Savers have been hit particularly hard by the rapid decrease in the base rate. According to data provider Defaqto, 60% of instant access savings accounts now pay less than 0.5% on a £1,000 balance - and 50% pay less than 0.25%.

As a result, people's savings are now barely able to keep up with inflation, and could even be eroding in value rather than growing.  James Caldwel, director of Fairinvestment.co.uk, says pensioners are the worst hit.
"This time last year, pensioners were enjoying interest rates on their savings that were 10 times what they are now, when the base interest rate stood at 5% - now the average no-notice savings account has a rate of just 0.65%," he adds.

Low interest rates are also bad for banks and building societies. Coles explans: “While hard-pressed savers should see interest rates maintained, this decision does nothing to help lenders to attract new deposits that could be used to fund mortgage lending."


While some tracker mortgage borrowers have benefited from the falling base rate, lenders like Nationwide have 'collars' in place which prevent rates from falling below a certain level. So, with each base rate cut, fewer borrowers have benefited.

At the same time, people with fixed-rate mortgage deals have seen no change to their monthly repayments. Those on their lenders' Standard Variable Rate may also have seen no change, as many lenders have chosen not to pass on the base rate cuts in full - if at all.

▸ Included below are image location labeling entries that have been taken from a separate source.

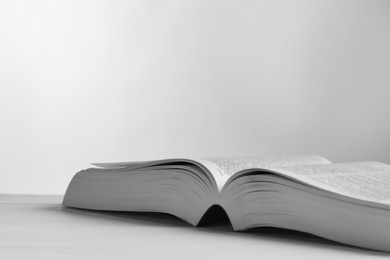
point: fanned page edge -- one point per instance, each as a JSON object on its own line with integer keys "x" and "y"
{"x": 221, "y": 169}
{"x": 225, "y": 168}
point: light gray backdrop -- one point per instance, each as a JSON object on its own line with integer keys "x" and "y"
{"x": 97, "y": 81}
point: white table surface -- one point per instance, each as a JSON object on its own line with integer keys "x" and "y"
{"x": 38, "y": 227}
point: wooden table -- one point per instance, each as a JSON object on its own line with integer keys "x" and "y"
{"x": 38, "y": 227}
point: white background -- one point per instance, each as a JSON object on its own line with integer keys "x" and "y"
{"x": 99, "y": 81}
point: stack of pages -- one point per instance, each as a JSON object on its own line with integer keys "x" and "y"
{"x": 344, "y": 202}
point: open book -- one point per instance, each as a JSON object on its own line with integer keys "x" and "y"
{"x": 345, "y": 202}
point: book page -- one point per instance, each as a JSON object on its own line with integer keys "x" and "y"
{"x": 223, "y": 168}
{"x": 369, "y": 181}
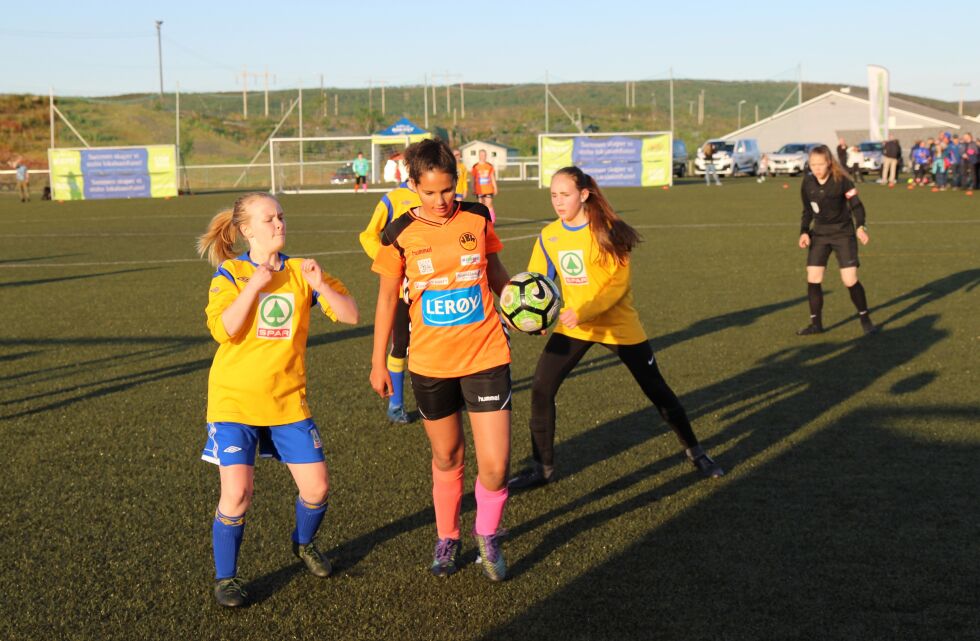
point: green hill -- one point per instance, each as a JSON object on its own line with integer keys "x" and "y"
{"x": 213, "y": 129}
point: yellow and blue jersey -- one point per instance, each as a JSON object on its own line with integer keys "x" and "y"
{"x": 593, "y": 284}
{"x": 258, "y": 376}
{"x": 392, "y": 205}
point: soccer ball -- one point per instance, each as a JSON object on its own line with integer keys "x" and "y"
{"x": 530, "y": 302}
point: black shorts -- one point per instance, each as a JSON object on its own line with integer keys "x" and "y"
{"x": 486, "y": 391}
{"x": 844, "y": 247}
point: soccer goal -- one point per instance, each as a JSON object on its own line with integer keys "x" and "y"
{"x": 616, "y": 159}
{"x": 325, "y": 165}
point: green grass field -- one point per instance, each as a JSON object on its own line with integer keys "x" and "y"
{"x": 849, "y": 512}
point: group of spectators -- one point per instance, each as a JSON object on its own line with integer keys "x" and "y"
{"x": 946, "y": 162}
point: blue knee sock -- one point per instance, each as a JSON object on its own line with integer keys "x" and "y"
{"x": 226, "y": 539}
{"x": 308, "y": 519}
{"x": 396, "y": 369}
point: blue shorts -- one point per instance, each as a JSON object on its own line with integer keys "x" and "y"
{"x": 237, "y": 444}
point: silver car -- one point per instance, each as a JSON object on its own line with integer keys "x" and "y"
{"x": 791, "y": 159}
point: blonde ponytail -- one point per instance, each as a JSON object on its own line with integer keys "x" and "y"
{"x": 217, "y": 243}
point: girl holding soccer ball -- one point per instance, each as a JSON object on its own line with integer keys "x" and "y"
{"x": 259, "y": 311}
{"x": 588, "y": 248}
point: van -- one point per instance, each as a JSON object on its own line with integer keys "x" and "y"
{"x": 731, "y": 157}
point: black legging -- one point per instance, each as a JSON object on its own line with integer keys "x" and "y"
{"x": 400, "y": 330}
{"x": 560, "y": 357}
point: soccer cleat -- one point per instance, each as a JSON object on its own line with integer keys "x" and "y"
{"x": 491, "y": 556}
{"x": 397, "y": 414}
{"x": 531, "y": 477}
{"x": 704, "y": 463}
{"x": 316, "y": 563}
{"x": 230, "y": 593}
{"x": 445, "y": 560}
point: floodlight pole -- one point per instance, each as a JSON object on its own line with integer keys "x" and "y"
{"x": 962, "y": 86}
{"x": 160, "y": 55}
{"x": 547, "y": 91}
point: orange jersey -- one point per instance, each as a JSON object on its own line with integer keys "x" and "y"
{"x": 455, "y": 328}
{"x": 483, "y": 178}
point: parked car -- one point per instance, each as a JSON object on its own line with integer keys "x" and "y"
{"x": 871, "y": 153}
{"x": 343, "y": 175}
{"x": 791, "y": 159}
{"x": 680, "y": 158}
{"x": 731, "y": 157}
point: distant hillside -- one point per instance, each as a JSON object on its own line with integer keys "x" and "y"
{"x": 213, "y": 129}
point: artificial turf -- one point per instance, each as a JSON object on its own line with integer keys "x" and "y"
{"x": 849, "y": 510}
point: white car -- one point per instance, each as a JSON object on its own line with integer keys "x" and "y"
{"x": 731, "y": 157}
{"x": 791, "y": 159}
{"x": 871, "y": 155}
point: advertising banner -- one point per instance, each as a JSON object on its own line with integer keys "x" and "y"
{"x": 641, "y": 160}
{"x": 113, "y": 172}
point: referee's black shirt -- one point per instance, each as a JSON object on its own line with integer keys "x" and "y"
{"x": 830, "y": 207}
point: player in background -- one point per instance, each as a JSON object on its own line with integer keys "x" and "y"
{"x": 391, "y": 206}
{"x": 485, "y": 183}
{"x": 588, "y": 248}
{"x": 258, "y": 311}
{"x": 831, "y": 204}
{"x": 448, "y": 251}
{"x": 463, "y": 177}
{"x": 361, "y": 167}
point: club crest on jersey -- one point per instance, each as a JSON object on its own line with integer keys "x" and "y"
{"x": 448, "y": 307}
{"x": 572, "y": 266}
{"x": 467, "y": 241}
{"x": 275, "y": 317}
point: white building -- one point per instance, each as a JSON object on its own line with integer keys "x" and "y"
{"x": 835, "y": 115}
{"x": 497, "y": 154}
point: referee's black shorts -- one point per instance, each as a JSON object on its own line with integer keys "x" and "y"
{"x": 843, "y": 246}
{"x": 486, "y": 391}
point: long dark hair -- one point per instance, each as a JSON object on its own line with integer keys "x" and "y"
{"x": 614, "y": 236}
{"x": 837, "y": 172}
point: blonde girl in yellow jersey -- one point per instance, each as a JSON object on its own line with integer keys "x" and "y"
{"x": 587, "y": 249}
{"x": 258, "y": 311}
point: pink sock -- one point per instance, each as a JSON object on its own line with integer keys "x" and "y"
{"x": 447, "y": 495}
{"x": 489, "y": 509}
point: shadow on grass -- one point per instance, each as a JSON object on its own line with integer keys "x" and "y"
{"x": 851, "y": 508}
{"x": 106, "y": 386}
{"x": 60, "y": 279}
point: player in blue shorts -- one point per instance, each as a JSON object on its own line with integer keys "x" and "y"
{"x": 259, "y": 312}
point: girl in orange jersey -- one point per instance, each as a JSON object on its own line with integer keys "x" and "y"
{"x": 258, "y": 312}
{"x": 460, "y": 357}
{"x": 588, "y": 250}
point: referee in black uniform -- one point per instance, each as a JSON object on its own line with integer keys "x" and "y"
{"x": 831, "y": 204}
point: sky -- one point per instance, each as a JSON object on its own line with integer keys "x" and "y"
{"x": 108, "y": 48}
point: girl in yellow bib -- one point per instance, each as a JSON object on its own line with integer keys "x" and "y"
{"x": 259, "y": 312}
{"x": 588, "y": 251}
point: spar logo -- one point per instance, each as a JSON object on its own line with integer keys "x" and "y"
{"x": 573, "y": 267}
{"x": 275, "y": 316}
{"x": 447, "y": 307}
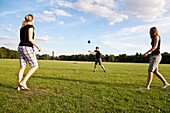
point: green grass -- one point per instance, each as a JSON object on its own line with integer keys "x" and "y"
{"x": 68, "y": 87}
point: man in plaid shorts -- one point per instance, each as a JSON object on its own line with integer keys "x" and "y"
{"x": 26, "y": 52}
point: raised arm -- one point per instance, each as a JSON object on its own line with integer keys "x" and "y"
{"x": 92, "y": 52}
{"x": 154, "y": 47}
{"x": 30, "y": 35}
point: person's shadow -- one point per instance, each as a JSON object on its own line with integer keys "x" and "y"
{"x": 89, "y": 82}
{"x": 6, "y": 86}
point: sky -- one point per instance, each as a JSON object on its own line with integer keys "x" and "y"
{"x": 65, "y": 26}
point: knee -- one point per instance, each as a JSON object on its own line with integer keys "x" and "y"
{"x": 155, "y": 72}
{"x": 36, "y": 67}
{"x": 149, "y": 71}
{"x": 23, "y": 67}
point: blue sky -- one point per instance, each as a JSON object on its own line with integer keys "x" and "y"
{"x": 64, "y": 26}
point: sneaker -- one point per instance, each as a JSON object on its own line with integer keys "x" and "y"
{"x": 145, "y": 88}
{"x": 166, "y": 85}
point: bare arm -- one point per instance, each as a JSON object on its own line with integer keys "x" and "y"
{"x": 154, "y": 47}
{"x": 30, "y": 35}
{"x": 92, "y": 52}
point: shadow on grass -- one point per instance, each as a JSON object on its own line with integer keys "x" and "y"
{"x": 53, "y": 68}
{"x": 6, "y": 86}
{"x": 89, "y": 82}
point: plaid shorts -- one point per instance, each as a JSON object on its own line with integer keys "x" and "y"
{"x": 98, "y": 61}
{"x": 155, "y": 60}
{"x": 27, "y": 54}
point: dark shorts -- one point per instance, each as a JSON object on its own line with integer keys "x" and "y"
{"x": 155, "y": 60}
{"x": 27, "y": 54}
{"x": 98, "y": 61}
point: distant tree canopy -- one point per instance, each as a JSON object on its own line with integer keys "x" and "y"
{"x": 138, "y": 58}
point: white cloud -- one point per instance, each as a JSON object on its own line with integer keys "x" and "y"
{"x": 11, "y": 30}
{"x": 46, "y": 16}
{"x": 60, "y": 12}
{"x": 12, "y": 44}
{"x": 50, "y": 16}
{"x": 6, "y": 37}
{"x": 18, "y": 16}
{"x": 145, "y": 9}
{"x": 61, "y": 23}
{"x": 105, "y": 9}
{"x": 61, "y": 38}
{"x": 45, "y": 38}
{"x": 8, "y": 12}
{"x": 82, "y": 19}
{"x": 136, "y": 38}
{"x": 10, "y": 25}
{"x": 40, "y": 0}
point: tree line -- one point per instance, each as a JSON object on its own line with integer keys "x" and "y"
{"x": 6, "y": 53}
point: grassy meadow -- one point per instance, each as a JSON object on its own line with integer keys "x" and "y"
{"x": 73, "y": 87}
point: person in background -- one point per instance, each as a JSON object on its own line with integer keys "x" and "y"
{"x": 98, "y": 59}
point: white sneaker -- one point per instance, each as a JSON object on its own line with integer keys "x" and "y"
{"x": 145, "y": 88}
{"x": 166, "y": 85}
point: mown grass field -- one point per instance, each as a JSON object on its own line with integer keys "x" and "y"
{"x": 68, "y": 87}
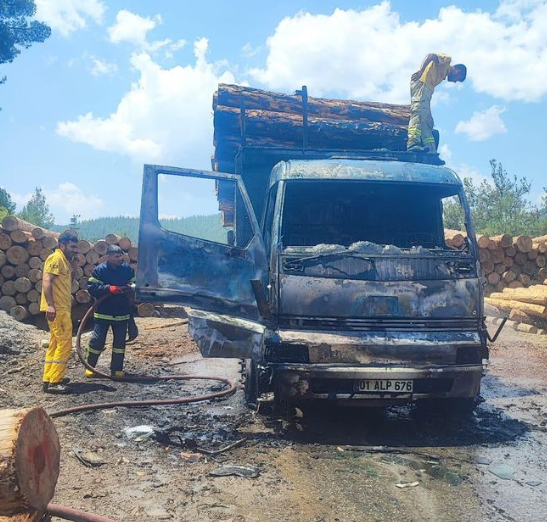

New mortgage deals, however, are cheaper but only for people with big deposits to put down. Figures from data provider Moneyfacts show that two-thirds of mortgages currently on the market require buyers to put up a deposit of at least 25%.

However, if you’ve got your eye on a best-buy mortgage deal, then you’ll need to stump up at least 40% upfront.

The decision to freeze the base rate in April won't benefit borrowers - but it is also unlikely to make things tougher for them either.

However, Andrew Montlake, director of independent mortgage broker Coreco, is concerned that when the base rate does start to go up again (as it inevitably will) borrowers with loans that track the base rate will get a shock.

"There is growing concern that inflationary pressures will ignite a series of sharp rate hikes later this year and on into 2010," he explains. "With house prices still likely to be low when rates do start to rise, many homeowners will be at the mercy of higher interest rates without being able to remortgage because of insufficient, or negative, equity."